Каждый день в последние месяцы болезни он раздвигал мамины невесомые ноги, обмывал и протирал ее промежность. Но цинично связать это с любовью или хотя бы с собственным рождением воображение отказывалось. По-настоящему он испугался и почувствовал, что глубоко уязвлен, только в последние дни, когда мама перестала его узнавать.
В гробу у кладбищенской часовенки мама была снова прежней, спокойной, с немного поджатыми губами, выражающими недолгую обиду, молчала и смирно и уважительно ожидала конца ритуала. И хотя он помнил, что заплатил в морге за какую-то дополнительную процедуру с парафином, смерти не было.

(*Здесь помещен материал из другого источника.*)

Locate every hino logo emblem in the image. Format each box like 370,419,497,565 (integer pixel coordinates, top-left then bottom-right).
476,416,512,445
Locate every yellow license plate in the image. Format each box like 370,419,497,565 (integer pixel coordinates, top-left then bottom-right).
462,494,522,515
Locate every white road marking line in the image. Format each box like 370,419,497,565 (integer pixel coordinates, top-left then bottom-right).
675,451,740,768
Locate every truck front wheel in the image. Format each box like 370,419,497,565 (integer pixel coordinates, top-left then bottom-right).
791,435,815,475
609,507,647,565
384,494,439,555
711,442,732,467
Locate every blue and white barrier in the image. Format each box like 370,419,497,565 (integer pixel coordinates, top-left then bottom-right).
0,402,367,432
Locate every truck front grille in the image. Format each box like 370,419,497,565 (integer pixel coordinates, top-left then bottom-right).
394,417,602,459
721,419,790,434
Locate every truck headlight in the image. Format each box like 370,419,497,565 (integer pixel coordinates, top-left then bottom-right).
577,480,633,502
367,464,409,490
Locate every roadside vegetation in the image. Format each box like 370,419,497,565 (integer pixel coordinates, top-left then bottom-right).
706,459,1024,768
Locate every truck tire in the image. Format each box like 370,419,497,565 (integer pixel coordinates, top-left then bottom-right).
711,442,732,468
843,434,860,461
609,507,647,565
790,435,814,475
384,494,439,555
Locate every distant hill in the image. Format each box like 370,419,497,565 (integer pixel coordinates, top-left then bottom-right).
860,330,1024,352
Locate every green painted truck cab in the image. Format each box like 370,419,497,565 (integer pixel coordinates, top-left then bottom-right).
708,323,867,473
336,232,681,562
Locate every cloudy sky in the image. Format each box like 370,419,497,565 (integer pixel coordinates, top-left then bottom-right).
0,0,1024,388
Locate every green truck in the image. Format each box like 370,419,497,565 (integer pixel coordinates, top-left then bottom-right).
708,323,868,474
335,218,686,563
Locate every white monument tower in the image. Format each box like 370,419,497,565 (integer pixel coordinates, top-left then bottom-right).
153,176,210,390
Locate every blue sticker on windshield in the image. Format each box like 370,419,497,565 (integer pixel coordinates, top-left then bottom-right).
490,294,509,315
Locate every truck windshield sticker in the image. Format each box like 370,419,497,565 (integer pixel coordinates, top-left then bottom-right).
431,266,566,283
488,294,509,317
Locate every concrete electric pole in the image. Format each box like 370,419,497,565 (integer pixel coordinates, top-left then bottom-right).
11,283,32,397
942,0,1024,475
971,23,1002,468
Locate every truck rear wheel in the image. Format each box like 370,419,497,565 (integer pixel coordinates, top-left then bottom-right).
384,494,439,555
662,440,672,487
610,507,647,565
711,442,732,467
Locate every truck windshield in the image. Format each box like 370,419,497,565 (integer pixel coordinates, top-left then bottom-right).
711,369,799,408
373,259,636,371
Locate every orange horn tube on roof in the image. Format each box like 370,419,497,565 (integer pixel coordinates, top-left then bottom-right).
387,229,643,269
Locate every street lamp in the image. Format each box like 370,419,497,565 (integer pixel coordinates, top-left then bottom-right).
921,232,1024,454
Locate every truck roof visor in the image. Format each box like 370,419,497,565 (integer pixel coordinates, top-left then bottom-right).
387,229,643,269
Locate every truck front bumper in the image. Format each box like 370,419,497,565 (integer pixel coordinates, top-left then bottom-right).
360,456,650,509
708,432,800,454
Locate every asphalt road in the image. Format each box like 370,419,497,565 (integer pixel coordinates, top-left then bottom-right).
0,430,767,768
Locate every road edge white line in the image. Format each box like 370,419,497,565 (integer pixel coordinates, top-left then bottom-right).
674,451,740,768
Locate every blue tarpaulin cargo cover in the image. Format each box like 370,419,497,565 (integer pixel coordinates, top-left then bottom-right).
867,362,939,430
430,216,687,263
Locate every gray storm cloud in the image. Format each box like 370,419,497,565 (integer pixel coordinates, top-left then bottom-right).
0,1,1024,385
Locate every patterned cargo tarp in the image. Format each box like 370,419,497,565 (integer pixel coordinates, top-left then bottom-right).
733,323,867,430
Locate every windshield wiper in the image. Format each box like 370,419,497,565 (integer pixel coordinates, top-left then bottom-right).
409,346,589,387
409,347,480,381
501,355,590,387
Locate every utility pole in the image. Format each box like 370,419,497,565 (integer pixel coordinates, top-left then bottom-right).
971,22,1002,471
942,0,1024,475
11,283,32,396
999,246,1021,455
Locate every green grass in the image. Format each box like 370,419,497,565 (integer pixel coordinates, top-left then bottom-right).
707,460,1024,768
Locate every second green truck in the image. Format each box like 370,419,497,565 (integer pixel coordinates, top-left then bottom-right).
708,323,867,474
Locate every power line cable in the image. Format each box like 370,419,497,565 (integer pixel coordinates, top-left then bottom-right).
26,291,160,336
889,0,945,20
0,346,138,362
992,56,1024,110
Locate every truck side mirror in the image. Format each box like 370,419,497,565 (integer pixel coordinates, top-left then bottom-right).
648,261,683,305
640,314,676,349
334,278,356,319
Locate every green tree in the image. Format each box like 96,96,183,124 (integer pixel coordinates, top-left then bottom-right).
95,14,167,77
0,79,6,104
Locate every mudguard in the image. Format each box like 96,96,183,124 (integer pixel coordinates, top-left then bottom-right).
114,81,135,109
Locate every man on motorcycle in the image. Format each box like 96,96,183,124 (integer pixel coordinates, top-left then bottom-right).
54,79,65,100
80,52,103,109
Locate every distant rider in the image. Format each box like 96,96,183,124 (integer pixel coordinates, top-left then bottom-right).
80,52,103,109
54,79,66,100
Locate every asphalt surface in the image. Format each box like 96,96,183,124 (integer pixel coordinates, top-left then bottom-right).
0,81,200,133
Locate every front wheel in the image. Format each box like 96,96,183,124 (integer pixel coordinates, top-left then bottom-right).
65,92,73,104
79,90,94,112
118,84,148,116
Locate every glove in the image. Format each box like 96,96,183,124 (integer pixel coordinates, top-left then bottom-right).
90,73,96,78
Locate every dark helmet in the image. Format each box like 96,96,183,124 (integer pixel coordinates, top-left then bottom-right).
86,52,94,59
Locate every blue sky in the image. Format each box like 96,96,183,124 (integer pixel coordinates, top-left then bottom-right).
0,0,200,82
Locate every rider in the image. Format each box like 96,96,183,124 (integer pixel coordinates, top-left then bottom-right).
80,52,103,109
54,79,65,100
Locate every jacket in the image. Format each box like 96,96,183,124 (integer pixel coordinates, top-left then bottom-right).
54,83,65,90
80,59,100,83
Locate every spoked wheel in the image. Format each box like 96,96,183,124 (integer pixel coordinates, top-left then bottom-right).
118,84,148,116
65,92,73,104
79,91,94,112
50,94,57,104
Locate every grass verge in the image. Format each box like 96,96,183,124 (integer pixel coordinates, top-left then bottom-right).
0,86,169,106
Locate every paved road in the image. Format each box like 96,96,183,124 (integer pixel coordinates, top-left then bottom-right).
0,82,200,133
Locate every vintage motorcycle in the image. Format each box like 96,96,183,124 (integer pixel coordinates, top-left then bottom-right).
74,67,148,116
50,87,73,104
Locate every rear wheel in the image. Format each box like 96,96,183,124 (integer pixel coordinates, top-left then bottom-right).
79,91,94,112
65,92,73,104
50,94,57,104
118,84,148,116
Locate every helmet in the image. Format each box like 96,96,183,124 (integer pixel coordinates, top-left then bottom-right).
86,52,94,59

Много раз он описывал, то есть оплакивал смерть своих героев, но и они, уже полубезумные или пребывающие в ничтожестве бессилия, успевали сказать слова, которые не только подводили черту, но и перекидывали мостик к иным, недоступным уму странствиям. Никто из них не верил вполне в свое окончательное исчезновение. Отказывался подчиняться смерти. Пушкин, уже зная о смертельном диагнозе, на слова Даля «стонай, тебе будет легче» ответил: «Смешно же это, чтобы этот вздор меня пересилил!» Плетнев признался, что в первый раз, глядя на Пушкина, не боится смерти.
С одной стороны, какое же может быть бессмертие, кроме личного? С другой – разве личность нечто до такой степени ясное и драгоценное, что именно о ее сохранности надо заботиться? Разве сами мы не скрещения и сгустки каких-то непонятных нам энергий? И тогда правы те, кто говорит о смерти как о метаморфозе, переходе в иное состояние. Хотя теории «самодеятельных мудрецов» и кажутся на трезвый взгляд сказочно-научными фантазиями. Но… Но только на взгляд тех, кто озабочен личной аккредитацией в эфире. Вроде графа Льва Николаевича Толстого.